Demographics of counties that heavily favour Cruz in the Republican primaries
Now let’s look at the same plot for counties that favoured Cruz by at least 5 percentage points in the Republican primaries. This was 21% of counties:
These counties skew far more hispanic, more white, somewhat younger, higher income, and generally have better health than average, despite the very high average of people without health insurance. The counties also skew very rural (low population density), had generally very low voter participation in 2012, and skewed very Republican in the 2012 election.
Demographics of counties that heavily favour Sanders in the Democratic primaries
Now let’s look at the counties that favoured Sanders over Clinton by at least 5 percentage points in the Democratic primaries that have occurred so far (21% of counties):
These counties skew very white, very educated, much less evangelical, high income, low percentage of uninsured, and good health (except for overdose and suicide rates, which are about average). There was a high degree of voter participation in these counties in 2012, and they skewed Democrat and heavily Independent rather than Republican.
Demographics of counties that heavily favour Clinton in the Democratic primaries
Now let’s look at the counties that favoured Clinton over Sanders by at least 5 percentage points so far (67% of counties):
These counties skew perhaps somewhat less white than average, but for the most part are quite close the average for all other counties.

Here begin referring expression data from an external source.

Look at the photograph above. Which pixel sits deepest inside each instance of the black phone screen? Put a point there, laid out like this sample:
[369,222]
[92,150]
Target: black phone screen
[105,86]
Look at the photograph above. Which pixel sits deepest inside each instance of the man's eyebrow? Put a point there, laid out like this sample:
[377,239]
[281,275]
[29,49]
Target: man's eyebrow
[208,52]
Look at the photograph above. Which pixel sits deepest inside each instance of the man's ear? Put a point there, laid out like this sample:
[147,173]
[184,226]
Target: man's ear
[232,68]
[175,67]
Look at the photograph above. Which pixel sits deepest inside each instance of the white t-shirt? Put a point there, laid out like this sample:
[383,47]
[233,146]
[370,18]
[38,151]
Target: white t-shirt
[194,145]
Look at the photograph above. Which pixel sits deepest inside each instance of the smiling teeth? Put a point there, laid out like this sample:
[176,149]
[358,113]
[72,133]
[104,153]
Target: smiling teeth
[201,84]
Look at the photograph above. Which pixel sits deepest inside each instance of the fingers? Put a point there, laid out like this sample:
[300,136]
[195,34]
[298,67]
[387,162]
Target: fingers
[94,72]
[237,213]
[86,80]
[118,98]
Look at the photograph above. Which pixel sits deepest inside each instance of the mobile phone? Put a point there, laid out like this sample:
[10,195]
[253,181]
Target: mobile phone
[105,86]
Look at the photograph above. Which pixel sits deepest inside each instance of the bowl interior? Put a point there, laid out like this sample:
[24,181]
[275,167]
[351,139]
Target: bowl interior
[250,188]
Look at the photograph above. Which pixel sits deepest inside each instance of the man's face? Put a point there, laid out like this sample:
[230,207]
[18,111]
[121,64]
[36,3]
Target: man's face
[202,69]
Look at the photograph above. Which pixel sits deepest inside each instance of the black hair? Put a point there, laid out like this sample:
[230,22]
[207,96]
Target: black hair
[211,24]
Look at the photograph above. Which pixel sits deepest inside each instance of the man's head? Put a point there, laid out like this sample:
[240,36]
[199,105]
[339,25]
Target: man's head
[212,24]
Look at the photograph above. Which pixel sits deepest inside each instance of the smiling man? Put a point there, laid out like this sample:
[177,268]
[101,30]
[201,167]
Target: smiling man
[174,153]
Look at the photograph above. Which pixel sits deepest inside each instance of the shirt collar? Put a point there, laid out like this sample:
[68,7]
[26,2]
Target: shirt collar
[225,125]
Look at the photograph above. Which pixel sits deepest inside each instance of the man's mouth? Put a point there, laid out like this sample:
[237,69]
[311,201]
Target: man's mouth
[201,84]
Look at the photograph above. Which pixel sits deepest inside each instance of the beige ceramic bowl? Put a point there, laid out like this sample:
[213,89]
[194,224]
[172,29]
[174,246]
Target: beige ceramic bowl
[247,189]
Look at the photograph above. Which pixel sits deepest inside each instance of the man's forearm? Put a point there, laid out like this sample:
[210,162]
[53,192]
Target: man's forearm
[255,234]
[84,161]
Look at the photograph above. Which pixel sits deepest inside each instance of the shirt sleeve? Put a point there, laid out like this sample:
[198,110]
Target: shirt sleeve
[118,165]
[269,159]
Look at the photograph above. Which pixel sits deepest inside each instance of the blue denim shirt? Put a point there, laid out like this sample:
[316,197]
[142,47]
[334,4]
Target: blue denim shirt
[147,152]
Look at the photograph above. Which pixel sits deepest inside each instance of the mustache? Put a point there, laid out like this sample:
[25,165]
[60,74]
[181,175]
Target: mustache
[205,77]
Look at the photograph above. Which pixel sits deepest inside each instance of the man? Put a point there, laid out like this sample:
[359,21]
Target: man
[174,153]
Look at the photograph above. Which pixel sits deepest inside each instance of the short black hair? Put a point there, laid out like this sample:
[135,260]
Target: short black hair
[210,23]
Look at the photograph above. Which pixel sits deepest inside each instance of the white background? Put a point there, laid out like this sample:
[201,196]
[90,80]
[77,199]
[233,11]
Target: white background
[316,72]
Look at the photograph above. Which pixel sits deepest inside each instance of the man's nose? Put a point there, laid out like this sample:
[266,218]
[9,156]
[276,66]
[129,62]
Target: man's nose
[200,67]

Which candidate has the broadest appeal?
As I discussed above, the candidate with the broadest appeal would be favoured by counties that are representative of the national averages in the various demographics. It would appear that, as of mid-April 2016, neither Trump nor Cruz achieves this, although Trump so far comes closer than Cruz to broader appeal; however Trump support appears to skew poorer, unhealthier, and less educated, and Cruz support appears to skew heavily rural, and evangelical.
Clinton appears to so far have far broader appeal over a wide array of demographics than Sanders (and indeed, over any other candidate).
Sources of data
- The Politico website makes available the county level election results for most of the primaries that have taken place. They are missing the county level results for Iowa and Alaska, and Kansas and Minnesota have results by district, not counties.
- All cause and cardiovascular death rates from 2010 to 2014 from the CDC.
- Household firearm ownership is estimated using the fraction of suicides that are committed by firearm; the suicide data by cause from 2010 to 2014 is obtained from the CDC.
- Education, racial and age demographics, household living arrangements, percentage without health insurance, and income are obtained from the 2014 Census Bureau American Community Survey 5 year averages.
- Land area of counties obtained from the 2015 Census Bureau Gazetteer files.
- Religion demographics from the 2010 Census religion study
- Drug overdose mortality from 1999 to 2014 from the CDC.
- Obesity and diabetes prevalence from the CDC.